- The Washington Times - Friday, December 20, 2002

Three years ago, "Being John Malkovich" introduced the team of screenwriter Charlie Kaufman and director Spike Jonze as playful upstarts while satirizing such misfortunes as jealousy, unrequited passion and identity theft. Their encore project, "Adaptation," is comparably witty and enjoyable for the equivalent of feature length.
Unfortunately, the final half-hour, which does a 180-degree switch on your expectations and accumulating pleasure, is so disenchanting that you feel as if a ruinous, self-destructive sort of joke is being perpetrated.
In a sense, the filmmakers have paved the way for a shock-effect reversal, but spectators may not want to accompany them down this path. You can grow fond of the two sets of characters who are maneuvered ultimately onto a grotesque and highly unsatisfying collision course.
Mr. Kaufman has a sincere affinity for characters who wreck things. In the schizophrenic case of "Adaptation," he deploys a fictionalized, agonized version of himself in the wrecker role. Nicolas Cage plays a Charlie Kaufman whose voice-over anxieties permeate the soundtrack cleverly at the outset.
This solitary writer's anxiety stems from his inability to "lick" a nonfiction book, Susan Orlean's "The Orchid Thief." This is a discursive work about horticulture and the history and folklore of Florida that began as a New Yorker profile of a particular eccentric Floridian, a maverick orchid breeder, collector and poacher named John Laroche.
Ideally, the Charlie of the movie, probably not unlike the Charlie of real life, would prefer to fashion something cliche-free that departs from "artificially plot-driven" formulas. At one point he vows, "No sex, guns, car chases, drugs or false notes of hope at the fade-out."
Ultimately, he falls back on all those devices while stalking the movie facsimiles of Miss Orlean and Mr. Laroche Meryl Streep and Chris Cooper from Manhattan to Florida.
Charlie is accompanied on this errand by his houseguest and genetic torment, a maddening twin brother named Donald Kaufman, also impersonated by Mr. Cage, who excels at the doubling tour de force. Donald exemplifies what Charlie thinks of as movie ambition and sensibility at their most unsophisticated and mercenary. Charlie has been struggling to adapt "The Orchid Thief," but Donald is blithely surging ahead with a delirious thriller that proves an instant sensation with movie insiders.
When it's rolling along, the movie is easy to enjoy as an insiders' caprice. The filmmakers even return to the set of "Being John Malkovich" for a number of episodes. The last genuinely funny moment in the film finds Donald in Los Angeles on the phone to Charlie in New York, revealing that he and Catherine Keener (of "Malkovich") are having the greatest time playing Boggle on the patio.
The subsequent episodes boggle the mind as they sabotage the picture. It has been fun to shift between the Kaufmans and the "Orchid Thief" twosome. Mr. Jonze renders Miss Orlean's recollections about meeting and hanging out with John Laroche in a humorously straightforward way, and Mr. Cooper is a scroungy delight as Mr. Laroche.
The director is also deft at miniature documentary inserts about history and horticulture.

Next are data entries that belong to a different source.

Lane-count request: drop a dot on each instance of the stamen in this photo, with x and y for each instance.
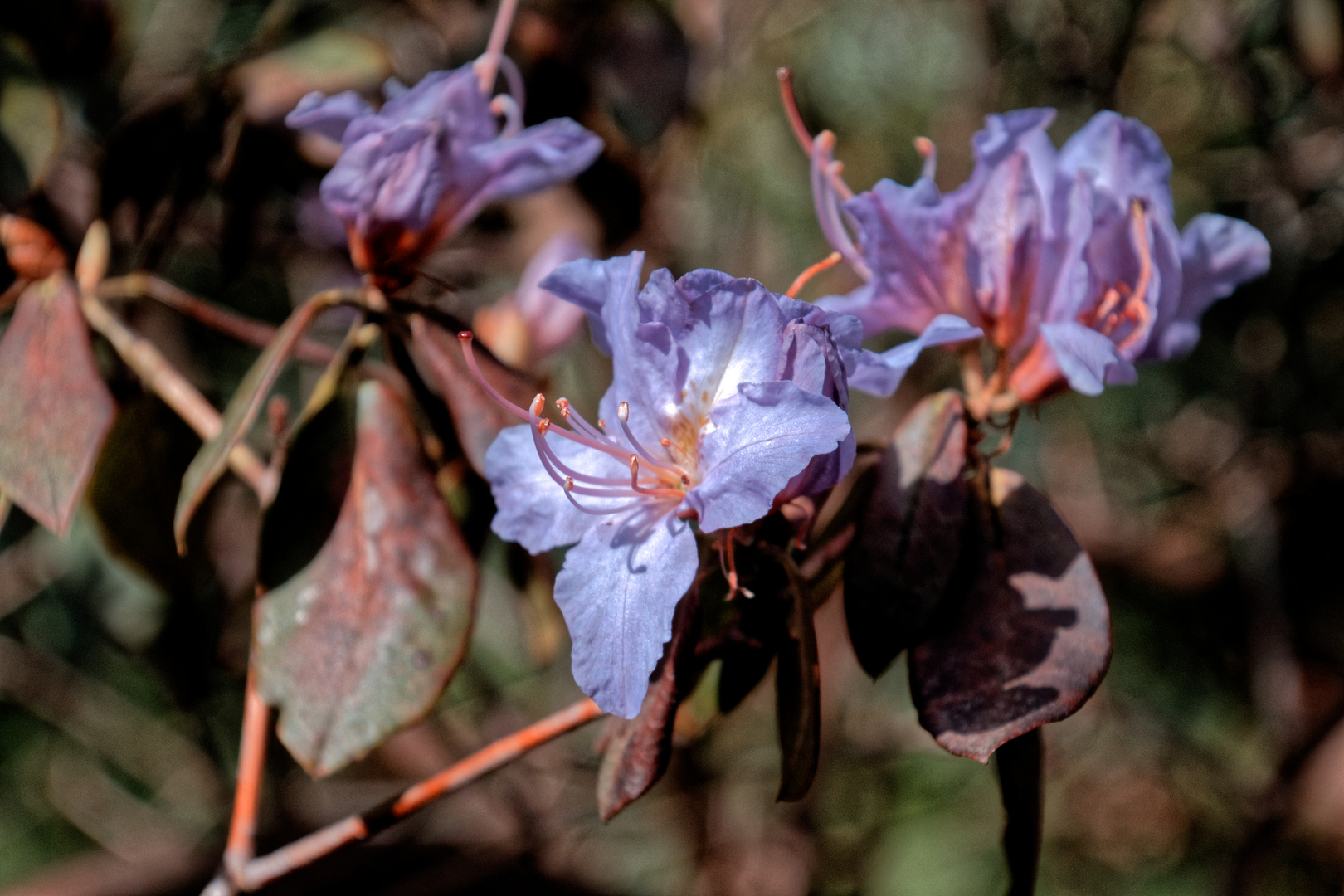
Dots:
(504, 105)
(465, 338)
(622, 412)
(930, 155)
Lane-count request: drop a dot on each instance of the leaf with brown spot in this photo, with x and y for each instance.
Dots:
(908, 533)
(797, 696)
(476, 416)
(366, 637)
(54, 409)
(1023, 637)
(636, 751)
(212, 458)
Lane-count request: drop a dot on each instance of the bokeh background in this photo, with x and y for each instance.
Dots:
(1210, 494)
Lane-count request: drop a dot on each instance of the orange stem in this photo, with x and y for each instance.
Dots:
(801, 280)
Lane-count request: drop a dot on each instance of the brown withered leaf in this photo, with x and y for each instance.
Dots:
(476, 416)
(212, 458)
(636, 751)
(54, 409)
(1022, 638)
(364, 638)
(908, 533)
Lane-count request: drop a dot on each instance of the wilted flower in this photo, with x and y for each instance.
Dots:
(533, 323)
(1069, 262)
(426, 163)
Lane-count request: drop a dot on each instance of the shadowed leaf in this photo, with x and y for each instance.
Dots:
(636, 751)
(908, 533)
(364, 638)
(212, 460)
(54, 407)
(1023, 637)
(799, 696)
(1020, 785)
(476, 416)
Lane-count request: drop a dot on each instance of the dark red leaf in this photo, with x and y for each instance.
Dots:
(476, 416)
(636, 751)
(908, 533)
(364, 638)
(797, 681)
(1023, 637)
(54, 407)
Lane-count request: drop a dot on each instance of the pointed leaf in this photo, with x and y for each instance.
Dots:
(1020, 785)
(636, 751)
(1025, 635)
(797, 680)
(364, 638)
(54, 407)
(212, 460)
(908, 535)
(476, 416)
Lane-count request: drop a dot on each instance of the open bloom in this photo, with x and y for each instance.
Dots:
(1069, 261)
(431, 158)
(717, 406)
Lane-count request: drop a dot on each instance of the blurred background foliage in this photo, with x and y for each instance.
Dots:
(1210, 762)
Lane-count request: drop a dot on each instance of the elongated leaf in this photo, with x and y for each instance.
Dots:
(1020, 785)
(212, 460)
(54, 407)
(364, 638)
(797, 680)
(476, 416)
(908, 535)
(636, 751)
(1023, 637)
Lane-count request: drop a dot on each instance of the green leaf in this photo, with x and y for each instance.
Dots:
(366, 637)
(908, 533)
(1022, 638)
(54, 409)
(212, 458)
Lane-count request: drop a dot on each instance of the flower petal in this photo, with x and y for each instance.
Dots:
(617, 592)
(1086, 359)
(1218, 254)
(762, 437)
(882, 373)
(531, 507)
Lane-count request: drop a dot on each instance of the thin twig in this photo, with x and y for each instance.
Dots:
(182, 397)
(260, 872)
(218, 319)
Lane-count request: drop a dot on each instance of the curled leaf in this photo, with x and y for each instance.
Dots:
(364, 638)
(636, 751)
(212, 458)
(54, 407)
(908, 533)
(1022, 638)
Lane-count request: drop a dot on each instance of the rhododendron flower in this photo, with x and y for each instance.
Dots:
(531, 324)
(431, 158)
(1069, 261)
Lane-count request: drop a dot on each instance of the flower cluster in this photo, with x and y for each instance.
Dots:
(426, 163)
(1069, 261)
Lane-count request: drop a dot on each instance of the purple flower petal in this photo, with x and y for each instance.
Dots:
(617, 592)
(1088, 360)
(882, 373)
(762, 437)
(327, 116)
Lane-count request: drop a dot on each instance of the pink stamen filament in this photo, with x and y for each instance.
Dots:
(622, 414)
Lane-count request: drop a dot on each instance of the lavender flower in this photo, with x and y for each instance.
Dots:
(431, 158)
(719, 401)
(1069, 262)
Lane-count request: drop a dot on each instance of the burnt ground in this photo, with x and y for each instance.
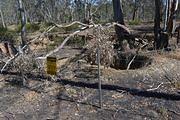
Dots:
(73, 95)
(150, 92)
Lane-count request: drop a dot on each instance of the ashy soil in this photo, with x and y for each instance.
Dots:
(150, 92)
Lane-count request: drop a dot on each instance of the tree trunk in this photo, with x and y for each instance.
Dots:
(23, 23)
(118, 17)
(135, 10)
(2, 19)
(118, 14)
(157, 41)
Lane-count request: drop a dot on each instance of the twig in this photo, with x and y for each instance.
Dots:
(155, 88)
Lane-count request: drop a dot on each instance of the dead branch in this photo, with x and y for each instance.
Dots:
(64, 42)
(24, 47)
(73, 23)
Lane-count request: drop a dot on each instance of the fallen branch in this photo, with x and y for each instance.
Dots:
(73, 23)
(24, 47)
(65, 41)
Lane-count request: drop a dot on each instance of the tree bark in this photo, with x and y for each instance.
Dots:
(157, 41)
(2, 19)
(23, 23)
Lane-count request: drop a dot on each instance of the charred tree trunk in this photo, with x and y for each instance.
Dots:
(157, 41)
(118, 14)
(135, 10)
(118, 17)
(2, 19)
(23, 23)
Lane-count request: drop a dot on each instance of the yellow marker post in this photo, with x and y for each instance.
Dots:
(51, 65)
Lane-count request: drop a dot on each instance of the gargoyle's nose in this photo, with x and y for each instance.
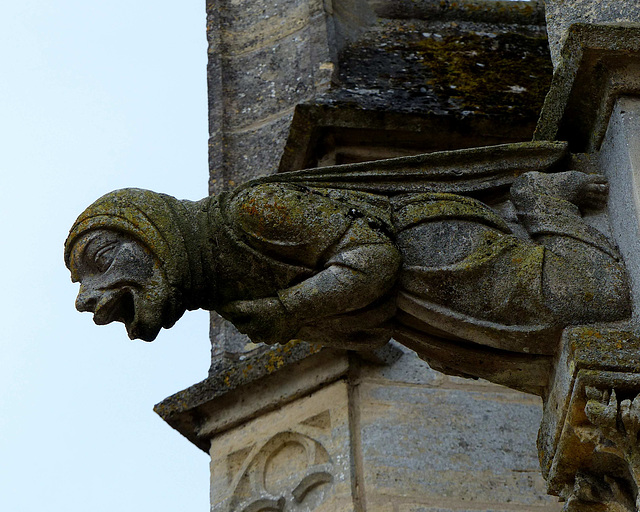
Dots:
(86, 300)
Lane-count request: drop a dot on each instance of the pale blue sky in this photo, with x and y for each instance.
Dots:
(94, 96)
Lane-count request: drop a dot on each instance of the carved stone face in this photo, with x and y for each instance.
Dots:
(120, 280)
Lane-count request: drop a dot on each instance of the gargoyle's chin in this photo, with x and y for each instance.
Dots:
(142, 331)
(150, 316)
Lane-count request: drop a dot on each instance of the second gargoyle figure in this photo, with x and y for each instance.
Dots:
(284, 260)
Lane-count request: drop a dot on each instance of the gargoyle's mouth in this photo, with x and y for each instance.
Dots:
(118, 307)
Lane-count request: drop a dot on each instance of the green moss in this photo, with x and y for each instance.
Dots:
(506, 74)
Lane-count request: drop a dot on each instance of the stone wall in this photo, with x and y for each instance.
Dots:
(385, 438)
(298, 83)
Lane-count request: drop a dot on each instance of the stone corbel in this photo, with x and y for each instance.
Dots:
(589, 437)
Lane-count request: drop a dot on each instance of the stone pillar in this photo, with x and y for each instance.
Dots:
(302, 83)
(588, 440)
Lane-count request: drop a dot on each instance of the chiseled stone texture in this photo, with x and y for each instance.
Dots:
(264, 58)
(433, 443)
(561, 14)
(296, 458)
(620, 159)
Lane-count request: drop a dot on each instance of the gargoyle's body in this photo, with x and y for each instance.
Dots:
(281, 260)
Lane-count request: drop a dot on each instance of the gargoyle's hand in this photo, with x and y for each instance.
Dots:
(263, 320)
(584, 190)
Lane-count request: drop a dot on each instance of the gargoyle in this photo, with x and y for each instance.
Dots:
(353, 258)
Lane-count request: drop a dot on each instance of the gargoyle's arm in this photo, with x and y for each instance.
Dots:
(354, 276)
(357, 270)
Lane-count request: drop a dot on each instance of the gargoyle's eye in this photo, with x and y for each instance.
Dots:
(103, 257)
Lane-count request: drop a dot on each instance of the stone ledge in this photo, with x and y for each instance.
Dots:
(265, 380)
(599, 63)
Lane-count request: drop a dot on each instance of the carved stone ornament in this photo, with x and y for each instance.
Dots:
(289, 472)
(473, 258)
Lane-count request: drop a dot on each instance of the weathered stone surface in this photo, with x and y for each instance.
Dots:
(297, 457)
(599, 65)
(416, 445)
(620, 158)
(406, 86)
(561, 14)
(588, 439)
(315, 256)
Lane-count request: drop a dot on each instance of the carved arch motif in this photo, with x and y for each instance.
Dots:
(291, 471)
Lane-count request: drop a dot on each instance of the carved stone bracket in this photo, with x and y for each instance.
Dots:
(589, 437)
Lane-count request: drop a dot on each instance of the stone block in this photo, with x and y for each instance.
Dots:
(435, 444)
(269, 80)
(561, 14)
(620, 160)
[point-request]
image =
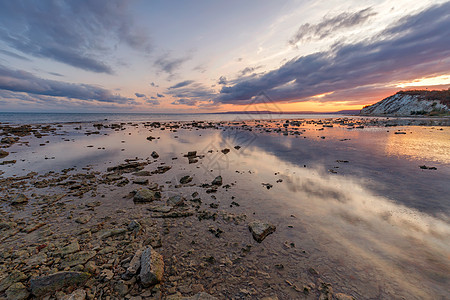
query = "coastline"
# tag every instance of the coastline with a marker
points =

In fact, he tosses off so many seemingly "large" topics, including a summary of primordial creation, that you're doubly mystified by the failure to keep an episodic plot from going haywire.
Things begin to misfire with a lackluster scene in which Donald pretends to be Charlie while interviewing Miss Orlean at her office in New York. Subsequently, the brothers track her to Florida, where Miss Orlean and Mr. Laroche suddenly are knee deep in lust and vice. There, the clumsy intrusion of the brothers leads to calamity not to mention gratuitous sex, guns, drugs and even ravenous gators.
Technically, the problem is that the "real" Charlie and Donald seem to intrude on a genuinely criminal Susan and John. It never occurs to you that the stakes are that extreme. For the longest time, you have just been enjoying the fact that Donald is a moronic rebuke to Charlie and Miss Streep and Mr. Cooper seem to be bemusing embodiments of their real-life prototypes. The idea that anything drastic or fatal should happen is unthinkable, despite the dire hints in the "no this or that" speech. The movie seems to turn on you, as if it were a pussycat suddenly transformed into a pit bull. The results are not a pretty sight.

***
TITLE: "Adaptation"
RATING: R (Occasional profanity and sexual candor; fleeting nudity and interludes of graphic violence)
CREDITS: Directed by Spike Jonze. Screenplay by Charlie Kaufman, based on the book "The Orchid Thief" by Susan Orlean.